By Jason Simpkins
U.S. President Barack Obama today (Tuesday) signed into law one of the most ambitious and costly pieces of legislation in America's 200-plus year history. However, with the economy still reeling, Obama has no time to rest on his laurels and tomorrow he will introduce a new plan to stem the rising tide of foreclosures swamping the nation's housing market.
"We have begun the essential work of keeping the American dream alive in our time,"President Obama said before he signed the $787 billion stimulus at the Denver Museum of Nature and Science where he toured a solar panel installation project.
The stimulus bill contains roughly $300 billion in tax breaks for individuals and businesses, more than $250 billion in direct aid to states suffering budget shortfalls, and $200 billion in infrastructure spending.
The size of the bill and the speediness with which it was passed – signed into law within a month of Obama's inauguration – have drawn comparisons to the reformation undergone during the first 100 days of President Franklin Delano Roosevelt's term.
"No one's going to have 100 days like Franklin Roosevelt again, with 15 major pieces of legislation," Allan Lichtman, a political history professor at American University, told Bloomberg News. "But leaving aside that impossible comparison, Obama's accomplishments stack up very well."
Still, the massive bill, unprecedented in size, is just one part of the new administration's plan to pull the U.S. economy out of a tailspin.
"As important as it is, it's only the beginning of what I think all of you understand is going to be a long and difficult process of turning our economy around,"Obama told the Business Council – a group founded by President Roosevelt during the Great Depression – last week.
Obama will travel from Denver to Phoenix, Arizona, tomorrow where he is expected to outline a new foreclosure plan to help stabilize the housing market. No details have been made available but the plan is expected to cost between $50 billion and $100 billion.
The number of loans in foreclosure hit a new record of 2.3 million last year, more than double the volume in 2006. Foreclosure filings – default notices, auction sale notices, and bank repossessions – continued to soar in January, albeit at a slightly slower rate than last year. Filings were up 18% from January 2008, to 274,399. Filings were down 10% from December.

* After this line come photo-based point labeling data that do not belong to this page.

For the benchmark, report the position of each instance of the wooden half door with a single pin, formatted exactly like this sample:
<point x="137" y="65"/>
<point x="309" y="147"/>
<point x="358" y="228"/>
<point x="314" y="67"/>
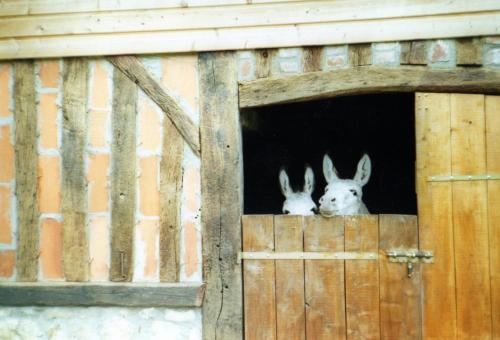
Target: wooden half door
<point x="458" y="162"/>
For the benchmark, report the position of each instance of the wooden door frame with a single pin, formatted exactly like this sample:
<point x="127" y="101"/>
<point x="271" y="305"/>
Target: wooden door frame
<point x="221" y="99"/>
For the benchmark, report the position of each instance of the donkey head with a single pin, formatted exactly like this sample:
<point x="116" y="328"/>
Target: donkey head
<point x="344" y="196"/>
<point x="298" y="203"/>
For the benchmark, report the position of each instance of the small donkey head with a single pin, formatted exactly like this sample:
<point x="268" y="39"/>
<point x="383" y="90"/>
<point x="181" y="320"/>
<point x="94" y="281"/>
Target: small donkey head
<point x="298" y="203"/>
<point x="344" y="196"/>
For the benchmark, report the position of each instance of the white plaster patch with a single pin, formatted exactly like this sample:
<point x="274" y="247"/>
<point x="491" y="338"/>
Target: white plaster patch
<point x="110" y="323"/>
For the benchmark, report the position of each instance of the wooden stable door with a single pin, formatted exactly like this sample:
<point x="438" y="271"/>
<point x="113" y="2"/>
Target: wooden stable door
<point x="329" y="278"/>
<point x="458" y="186"/>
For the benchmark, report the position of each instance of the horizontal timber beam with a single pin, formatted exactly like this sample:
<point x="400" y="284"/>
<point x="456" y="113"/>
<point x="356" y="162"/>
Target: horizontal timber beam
<point x="102" y="294"/>
<point x="365" y="80"/>
<point x="136" y="72"/>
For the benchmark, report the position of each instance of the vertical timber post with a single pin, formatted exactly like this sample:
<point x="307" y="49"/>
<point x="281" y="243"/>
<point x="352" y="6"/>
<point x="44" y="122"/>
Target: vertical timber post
<point x="221" y="188"/>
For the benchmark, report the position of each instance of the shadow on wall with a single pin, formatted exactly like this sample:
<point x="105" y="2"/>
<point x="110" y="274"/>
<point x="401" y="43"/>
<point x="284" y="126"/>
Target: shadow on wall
<point x="292" y="135"/>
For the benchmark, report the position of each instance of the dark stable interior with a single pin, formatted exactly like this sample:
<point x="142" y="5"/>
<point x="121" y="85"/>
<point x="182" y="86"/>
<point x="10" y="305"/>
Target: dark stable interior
<point x="292" y="135"/>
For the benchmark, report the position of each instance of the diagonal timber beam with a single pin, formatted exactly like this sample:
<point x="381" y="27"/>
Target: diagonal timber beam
<point x="136" y="72"/>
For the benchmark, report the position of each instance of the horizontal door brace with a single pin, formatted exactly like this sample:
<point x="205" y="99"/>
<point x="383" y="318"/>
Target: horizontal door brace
<point x="246" y="255"/>
<point x="451" y="178"/>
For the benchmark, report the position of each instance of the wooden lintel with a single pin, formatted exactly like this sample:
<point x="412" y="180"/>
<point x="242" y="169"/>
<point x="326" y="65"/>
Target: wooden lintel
<point x="102" y="294"/>
<point x="136" y="72"/>
<point x="364" y="80"/>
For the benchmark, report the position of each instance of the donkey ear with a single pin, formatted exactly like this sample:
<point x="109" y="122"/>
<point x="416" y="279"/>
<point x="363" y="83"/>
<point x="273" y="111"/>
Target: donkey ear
<point x="285" y="184"/>
<point x="309" y="181"/>
<point x="364" y="170"/>
<point x="328" y="170"/>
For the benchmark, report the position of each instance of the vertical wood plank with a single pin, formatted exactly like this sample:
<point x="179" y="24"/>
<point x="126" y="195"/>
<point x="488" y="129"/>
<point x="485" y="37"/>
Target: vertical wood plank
<point x="259" y="279"/>
<point x="399" y="295"/>
<point x="432" y="120"/>
<point x="324" y="279"/>
<point x="73" y="190"/>
<point x="26" y="163"/>
<point x="170" y="202"/>
<point x="362" y="279"/>
<point x="311" y="59"/>
<point x="290" y="312"/>
<point x="222" y="190"/>
<point x="470" y="217"/>
<point x="123" y="176"/>
<point x="492" y="108"/>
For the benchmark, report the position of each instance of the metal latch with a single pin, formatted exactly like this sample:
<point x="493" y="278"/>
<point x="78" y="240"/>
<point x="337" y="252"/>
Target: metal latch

Obama's plan is to put pressure on lenders to reduce monthly payments for borrowers at risk of losing their houses, people familiar with the administration's thinking told the New York Times. That could include government subsidies for reducing a borrower's interest rate, which a lender would have to match with its own money.
Officials caution, though, that subsidies for lower interest rates would not help many troubled homeowners, because lenders will continue to view many of those borrowers as bad risks and refuse to restructure their loans.
Another tact would be to pass legislation that would broaden the power of bankruptcy judges to restructure mortgages and reduce a borrower's payments. However, the banking industry contends that if a judge can unilaterally change the terms at a later date, investors will simply stop financing mortgages.
Questions over the size and scope of the plan also abound.
"We are likely looking at a trillion dollars in mortgage losses before it's all over," Peter Morici, an economist at the University of Maryland, told CNN. "And putting $50 [billion] to $100 billion is not going to solve the problem."